This page contains Windows bias

About This Page

This page is part of the Azure documentation. It contains code examples and configuration instructions for working with Azure services.

Bias Analysis

Bias Types:
⚠️ powershell_heavy
⚠️ windows_first
⚠️ missing_linux_example
⚠️ windows_tools
Summary:
The documentation page demonstrates a strong Windows bias. All command-line examples use Azure PowerShell, with no Azure CLI (bash) or Linux shell equivalents provided. Instructions for validating DNS resolution use Windows Command Prompt syntax (cmd), and there is no mention of Linux or macOS alternatives.
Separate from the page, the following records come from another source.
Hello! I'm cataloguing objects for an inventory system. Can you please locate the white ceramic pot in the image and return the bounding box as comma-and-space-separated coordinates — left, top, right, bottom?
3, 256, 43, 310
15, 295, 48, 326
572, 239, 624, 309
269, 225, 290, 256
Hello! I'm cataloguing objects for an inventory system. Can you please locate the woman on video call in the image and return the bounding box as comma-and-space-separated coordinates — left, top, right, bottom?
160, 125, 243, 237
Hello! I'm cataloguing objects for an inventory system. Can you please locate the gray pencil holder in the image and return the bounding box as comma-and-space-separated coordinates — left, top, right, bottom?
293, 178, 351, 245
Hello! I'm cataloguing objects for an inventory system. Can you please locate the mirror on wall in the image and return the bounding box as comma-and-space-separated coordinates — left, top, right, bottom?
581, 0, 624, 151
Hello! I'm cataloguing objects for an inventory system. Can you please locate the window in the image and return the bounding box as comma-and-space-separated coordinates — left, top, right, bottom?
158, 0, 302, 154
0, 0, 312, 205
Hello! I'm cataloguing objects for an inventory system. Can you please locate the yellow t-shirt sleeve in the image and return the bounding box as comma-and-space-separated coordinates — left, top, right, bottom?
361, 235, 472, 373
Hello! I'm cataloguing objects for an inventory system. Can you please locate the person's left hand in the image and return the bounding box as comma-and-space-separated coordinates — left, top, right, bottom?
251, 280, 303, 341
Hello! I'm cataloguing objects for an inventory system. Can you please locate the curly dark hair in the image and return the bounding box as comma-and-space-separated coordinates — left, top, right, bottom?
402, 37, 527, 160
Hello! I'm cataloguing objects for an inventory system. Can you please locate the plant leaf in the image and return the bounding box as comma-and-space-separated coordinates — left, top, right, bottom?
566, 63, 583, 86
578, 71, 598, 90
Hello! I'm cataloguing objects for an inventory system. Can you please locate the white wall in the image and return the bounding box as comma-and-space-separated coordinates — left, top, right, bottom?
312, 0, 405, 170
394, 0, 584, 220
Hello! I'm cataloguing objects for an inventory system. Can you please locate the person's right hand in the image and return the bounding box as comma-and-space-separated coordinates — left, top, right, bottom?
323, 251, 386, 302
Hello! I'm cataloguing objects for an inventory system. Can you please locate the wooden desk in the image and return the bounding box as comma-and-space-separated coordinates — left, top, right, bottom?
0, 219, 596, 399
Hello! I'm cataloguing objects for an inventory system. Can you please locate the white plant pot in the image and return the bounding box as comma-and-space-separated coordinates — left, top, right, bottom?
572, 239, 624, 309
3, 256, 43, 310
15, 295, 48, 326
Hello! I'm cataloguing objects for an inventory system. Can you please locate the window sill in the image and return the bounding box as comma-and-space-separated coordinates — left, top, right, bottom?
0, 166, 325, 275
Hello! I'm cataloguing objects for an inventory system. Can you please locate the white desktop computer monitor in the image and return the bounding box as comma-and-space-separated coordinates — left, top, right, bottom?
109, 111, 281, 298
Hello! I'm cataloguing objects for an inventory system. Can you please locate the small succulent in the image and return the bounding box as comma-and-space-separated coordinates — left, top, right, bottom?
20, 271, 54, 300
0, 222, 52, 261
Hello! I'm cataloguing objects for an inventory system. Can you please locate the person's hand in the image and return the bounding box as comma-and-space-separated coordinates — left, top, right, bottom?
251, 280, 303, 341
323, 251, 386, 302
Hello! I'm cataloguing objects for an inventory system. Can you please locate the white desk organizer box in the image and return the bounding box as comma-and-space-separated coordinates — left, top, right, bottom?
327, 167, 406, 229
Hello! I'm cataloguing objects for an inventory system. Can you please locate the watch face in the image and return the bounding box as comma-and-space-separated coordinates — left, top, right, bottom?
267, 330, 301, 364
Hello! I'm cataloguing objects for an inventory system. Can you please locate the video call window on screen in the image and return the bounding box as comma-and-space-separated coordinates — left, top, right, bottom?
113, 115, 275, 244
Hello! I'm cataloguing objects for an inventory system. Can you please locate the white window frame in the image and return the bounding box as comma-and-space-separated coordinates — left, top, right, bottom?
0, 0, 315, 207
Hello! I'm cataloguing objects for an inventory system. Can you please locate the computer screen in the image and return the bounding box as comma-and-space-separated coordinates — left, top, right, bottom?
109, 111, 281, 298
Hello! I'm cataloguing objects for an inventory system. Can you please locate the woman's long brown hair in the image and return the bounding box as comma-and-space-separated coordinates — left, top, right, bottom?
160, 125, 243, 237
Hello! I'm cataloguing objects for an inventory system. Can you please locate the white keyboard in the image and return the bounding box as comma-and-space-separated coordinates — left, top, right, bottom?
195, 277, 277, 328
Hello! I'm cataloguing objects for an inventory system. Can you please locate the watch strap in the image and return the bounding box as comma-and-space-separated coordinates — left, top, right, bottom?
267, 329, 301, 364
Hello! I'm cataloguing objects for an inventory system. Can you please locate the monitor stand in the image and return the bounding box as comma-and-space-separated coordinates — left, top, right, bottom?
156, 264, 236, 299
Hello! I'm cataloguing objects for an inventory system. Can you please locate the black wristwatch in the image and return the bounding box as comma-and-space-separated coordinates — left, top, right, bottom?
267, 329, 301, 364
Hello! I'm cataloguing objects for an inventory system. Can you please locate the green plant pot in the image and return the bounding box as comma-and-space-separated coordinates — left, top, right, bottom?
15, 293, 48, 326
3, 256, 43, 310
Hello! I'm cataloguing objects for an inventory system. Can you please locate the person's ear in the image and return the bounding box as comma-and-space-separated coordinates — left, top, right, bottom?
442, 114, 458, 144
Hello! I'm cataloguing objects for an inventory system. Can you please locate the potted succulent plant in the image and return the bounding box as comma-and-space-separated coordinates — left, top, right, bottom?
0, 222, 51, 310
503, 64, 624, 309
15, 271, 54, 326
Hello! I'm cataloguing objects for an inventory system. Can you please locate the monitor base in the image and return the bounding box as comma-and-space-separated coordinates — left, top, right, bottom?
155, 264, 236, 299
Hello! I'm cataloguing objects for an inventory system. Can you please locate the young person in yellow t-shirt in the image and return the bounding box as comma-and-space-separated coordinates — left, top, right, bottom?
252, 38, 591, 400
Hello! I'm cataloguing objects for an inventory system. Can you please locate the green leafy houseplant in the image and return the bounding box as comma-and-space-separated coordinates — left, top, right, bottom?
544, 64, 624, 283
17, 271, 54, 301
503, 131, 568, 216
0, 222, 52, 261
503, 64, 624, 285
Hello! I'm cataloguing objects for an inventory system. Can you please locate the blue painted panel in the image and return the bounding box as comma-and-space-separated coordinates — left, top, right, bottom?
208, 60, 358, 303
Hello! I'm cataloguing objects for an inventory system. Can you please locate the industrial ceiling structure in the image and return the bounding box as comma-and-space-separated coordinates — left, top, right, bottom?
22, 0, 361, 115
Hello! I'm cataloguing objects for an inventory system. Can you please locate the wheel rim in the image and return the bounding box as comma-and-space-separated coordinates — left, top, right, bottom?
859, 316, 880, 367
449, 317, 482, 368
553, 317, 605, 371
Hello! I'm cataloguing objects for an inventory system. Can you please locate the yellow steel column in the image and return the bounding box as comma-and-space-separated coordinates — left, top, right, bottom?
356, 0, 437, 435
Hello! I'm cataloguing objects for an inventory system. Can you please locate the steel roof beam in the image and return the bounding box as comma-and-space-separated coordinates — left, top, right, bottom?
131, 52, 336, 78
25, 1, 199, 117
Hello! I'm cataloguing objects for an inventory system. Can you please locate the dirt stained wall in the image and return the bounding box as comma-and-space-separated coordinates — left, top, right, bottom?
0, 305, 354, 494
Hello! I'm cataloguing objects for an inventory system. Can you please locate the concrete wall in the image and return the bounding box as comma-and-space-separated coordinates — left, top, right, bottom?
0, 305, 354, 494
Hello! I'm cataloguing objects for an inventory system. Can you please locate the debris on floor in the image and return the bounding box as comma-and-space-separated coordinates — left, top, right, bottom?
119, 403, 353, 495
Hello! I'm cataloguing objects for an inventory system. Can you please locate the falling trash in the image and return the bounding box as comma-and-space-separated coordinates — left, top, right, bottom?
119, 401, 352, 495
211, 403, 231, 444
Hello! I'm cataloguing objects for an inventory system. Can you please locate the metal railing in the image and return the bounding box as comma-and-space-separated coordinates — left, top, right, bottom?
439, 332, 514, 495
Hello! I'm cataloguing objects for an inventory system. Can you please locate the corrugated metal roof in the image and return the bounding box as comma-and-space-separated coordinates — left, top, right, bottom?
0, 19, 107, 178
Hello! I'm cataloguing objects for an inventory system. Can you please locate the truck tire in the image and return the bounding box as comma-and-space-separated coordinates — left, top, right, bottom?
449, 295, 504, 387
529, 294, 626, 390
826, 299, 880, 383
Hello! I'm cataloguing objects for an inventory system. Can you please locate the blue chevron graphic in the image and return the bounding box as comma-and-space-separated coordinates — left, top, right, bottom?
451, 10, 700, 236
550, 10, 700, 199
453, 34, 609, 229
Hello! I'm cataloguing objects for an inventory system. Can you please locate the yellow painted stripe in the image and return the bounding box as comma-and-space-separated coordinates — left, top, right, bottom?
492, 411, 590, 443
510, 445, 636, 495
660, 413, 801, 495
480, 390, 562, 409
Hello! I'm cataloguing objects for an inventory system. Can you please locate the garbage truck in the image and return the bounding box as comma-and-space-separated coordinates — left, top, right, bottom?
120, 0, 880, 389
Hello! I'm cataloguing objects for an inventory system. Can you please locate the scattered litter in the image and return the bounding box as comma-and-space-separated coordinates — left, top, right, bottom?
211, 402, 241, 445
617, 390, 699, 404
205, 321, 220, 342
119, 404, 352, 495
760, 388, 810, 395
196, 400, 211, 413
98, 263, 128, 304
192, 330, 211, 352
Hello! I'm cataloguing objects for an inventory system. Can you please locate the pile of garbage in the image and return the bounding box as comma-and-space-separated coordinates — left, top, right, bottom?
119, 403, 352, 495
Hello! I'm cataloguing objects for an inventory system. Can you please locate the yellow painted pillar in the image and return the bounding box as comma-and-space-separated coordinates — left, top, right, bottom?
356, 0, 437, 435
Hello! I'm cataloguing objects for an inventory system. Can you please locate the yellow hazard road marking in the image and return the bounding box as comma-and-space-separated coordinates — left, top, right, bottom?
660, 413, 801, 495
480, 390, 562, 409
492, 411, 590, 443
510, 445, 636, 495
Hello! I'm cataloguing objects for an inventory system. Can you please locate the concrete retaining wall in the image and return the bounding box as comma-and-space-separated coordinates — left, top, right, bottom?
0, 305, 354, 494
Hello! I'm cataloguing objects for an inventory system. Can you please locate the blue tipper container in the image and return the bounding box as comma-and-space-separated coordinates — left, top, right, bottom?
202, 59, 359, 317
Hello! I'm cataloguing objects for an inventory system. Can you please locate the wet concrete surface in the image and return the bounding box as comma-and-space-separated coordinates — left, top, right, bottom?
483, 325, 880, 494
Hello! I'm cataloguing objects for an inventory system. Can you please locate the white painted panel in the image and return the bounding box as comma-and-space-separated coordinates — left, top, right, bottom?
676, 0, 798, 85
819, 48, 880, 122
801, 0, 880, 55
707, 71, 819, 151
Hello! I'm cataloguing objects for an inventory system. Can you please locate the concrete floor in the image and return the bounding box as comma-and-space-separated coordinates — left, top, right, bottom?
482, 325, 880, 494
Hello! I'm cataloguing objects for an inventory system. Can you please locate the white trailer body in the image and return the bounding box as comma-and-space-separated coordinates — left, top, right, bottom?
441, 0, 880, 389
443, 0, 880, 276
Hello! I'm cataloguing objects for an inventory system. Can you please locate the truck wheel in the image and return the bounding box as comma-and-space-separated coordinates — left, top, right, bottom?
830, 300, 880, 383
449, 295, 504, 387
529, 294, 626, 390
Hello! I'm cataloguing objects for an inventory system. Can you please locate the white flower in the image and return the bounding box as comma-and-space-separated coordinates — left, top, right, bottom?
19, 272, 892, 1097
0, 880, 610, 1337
The workflow and screenshots are tailored to Windows users, and Linux users are not directly addressed.
Recommendations:
  • Provide equivalent Azure CLI (az) commands alongside PowerShell examples, preferably with a tabbed interface for PowerShell, Azure CLI, and REST API.
  • Include Linux/macOS shell instructions for DNS validation (e.g., using 'dig' or 'nslookup' in bash/zsh), and clarify that the commands work cross-platform.
  • Mention that Azure Cloud Shell supports both Bash and PowerShell, and show how to select the preferred shell.
  • Ensure that screenshots and instructions are not Windows-specific, or provide Linux/macOS alternatives where appropriate.
  • Explicitly state that all steps can be performed from Linux, macOS, or Windows, and link to platform-agnostic documentation where possible.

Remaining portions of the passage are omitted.